AB 2675 clarifies that the following types of payments are not considered commissions for purposes of this requirement:

  • Short-term productivity bonuses such as are paid to retail clerks.
  • Temporary, variable incentive payments that increase, but do not decrease, payment under the written contract.
  • Bonus and profit-sharing plans, unless there has been an offer by the employer to pay a fixed percentage of sales or profits as compensation for work to be performed.

The legislative history indicates that AB 2675 was designed to address an issue raised by the California New Car Dealers Association. Employees at car dealerships, whether in sales or service, apparently get a lot of commissions and generally will have written commission agreements. But every so often there will be a new temporary incentive offered in addition to the commission already agreed upon; for example, an extra $500 to the first person to sell that yellow car that has been on the lot for three months. All this new bill says is that the additional temporary commission, that extra $500, need not be in a written agreement. The case made by the Association was that to do so for every additional incentive offered would be too burdensome.

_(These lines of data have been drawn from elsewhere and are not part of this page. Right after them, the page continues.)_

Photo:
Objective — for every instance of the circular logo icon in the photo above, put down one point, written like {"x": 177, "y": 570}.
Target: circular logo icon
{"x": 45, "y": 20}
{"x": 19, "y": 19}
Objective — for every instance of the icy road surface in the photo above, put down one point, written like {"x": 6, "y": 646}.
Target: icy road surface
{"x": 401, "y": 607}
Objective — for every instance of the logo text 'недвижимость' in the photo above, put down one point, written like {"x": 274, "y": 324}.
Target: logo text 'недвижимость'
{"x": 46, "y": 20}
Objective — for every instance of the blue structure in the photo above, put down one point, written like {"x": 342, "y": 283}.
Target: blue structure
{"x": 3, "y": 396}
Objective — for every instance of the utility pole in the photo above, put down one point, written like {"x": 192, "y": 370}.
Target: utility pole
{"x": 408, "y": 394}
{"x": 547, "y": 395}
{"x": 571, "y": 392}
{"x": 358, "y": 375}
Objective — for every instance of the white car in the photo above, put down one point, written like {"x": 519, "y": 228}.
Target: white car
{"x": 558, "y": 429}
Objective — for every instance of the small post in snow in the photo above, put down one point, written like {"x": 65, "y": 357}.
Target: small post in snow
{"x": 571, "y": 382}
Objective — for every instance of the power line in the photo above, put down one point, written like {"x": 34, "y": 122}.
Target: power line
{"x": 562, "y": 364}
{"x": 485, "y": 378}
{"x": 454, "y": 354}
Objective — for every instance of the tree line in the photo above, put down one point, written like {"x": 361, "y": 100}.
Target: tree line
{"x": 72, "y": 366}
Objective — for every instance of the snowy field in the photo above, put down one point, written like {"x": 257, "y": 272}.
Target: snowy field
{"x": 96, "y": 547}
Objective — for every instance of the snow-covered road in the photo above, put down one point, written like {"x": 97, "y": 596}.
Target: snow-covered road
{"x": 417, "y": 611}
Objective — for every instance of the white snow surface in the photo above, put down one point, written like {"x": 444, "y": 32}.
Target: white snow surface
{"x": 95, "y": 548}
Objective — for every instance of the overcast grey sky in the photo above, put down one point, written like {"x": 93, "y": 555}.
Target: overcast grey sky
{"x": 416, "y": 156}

Overall, AB 2675 will not change much for most employers. Employees paid commissions still need to have a signed written commission agreement on file by the end of this year. And if you are in doubt about whether a payment is or is not a commission, you have two options: (1) call your attorney and have her analyze the issue for you; or (2) since this is a new statute, and the definition of commission is far from crystal clear, prepare a written commission agreement and get it on file. Sometimes it is better to be safe than sorry.